ASUS have a series of ZenPad tablets ranging in price and specification, encompassing the low, mid and higher ends of the spectrum. Traditionally, many of these tablets have been based around an Intel processor, either the x86 (or x64) variety or more recently in the case of the ZenPad 8.0, the Intel / Rockchip ARM System-on-Chip. And today, we have a report of a new tablet going through the GFXBench website with the model designation of ASUS P008. The tablet is based around a 7.9-inch, 2,048 by 1,536 pixel, high resolution display. The device appears to be based around a new generation Qualcomm Snapdragon 650 System-on-Chip, which features two 1.8 GHz ARM Cortex-A72 application cores and four ARM Cortex-A53 cores clocked at 1.2 GHz. The Snapdragon 650 is backed up by the Adreno 510 GPU and 2 GB of RAM, plus what appears to be 16 GB of internal storage (although the benchmark shows as there only being 9 GB of free space). The device lists a 7MP rear camera, a 1.8MP front facing camera and comes with Android 6.0 Marshmallow installed, presumably running under ASUS' Zen UI customized interface.
Unfortunately, we are not in a position to be able to substantiate this rumor or not. Certainly, Mobile World Congress, or MWC, is only a matter of weeks away and ASUS may well be preparing a follow up device to the ASUS ZenPad S 8.0 tablet, but based around a newer generation, mid-range Snapdragon processor. If this were the case, we might reasonably expect the P008 to be joined by a number of other tablets and the P008 to be a middling to higher end model in the range. Alternatively, these benchmarks could be a fake, albeit an elaborate one at that!

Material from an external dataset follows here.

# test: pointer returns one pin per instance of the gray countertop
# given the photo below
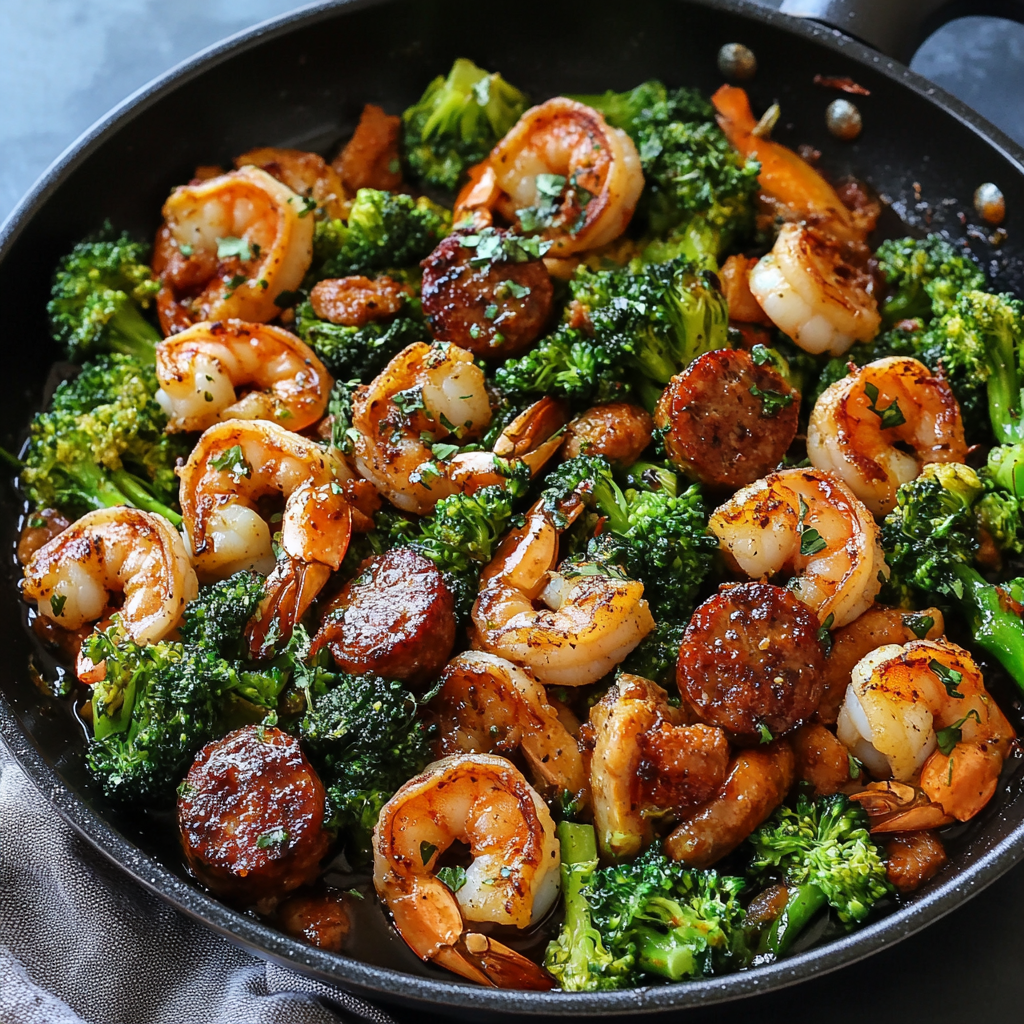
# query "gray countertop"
(67, 61)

Given ASUS' fondness for mid-range tablets at value prices and how they have promised since 2014 to introduce more ARM-based System-on-Chips into their devices, the P008 seems entirely plausible. The Qualcomm Snapdragon 650 is a logical mid-range chipset to find in such a new device; and ASUS have had some success selling tablets at the 8-inch size. We may see additional tablets appearing in the GFXBench database or other leaks around the Internet.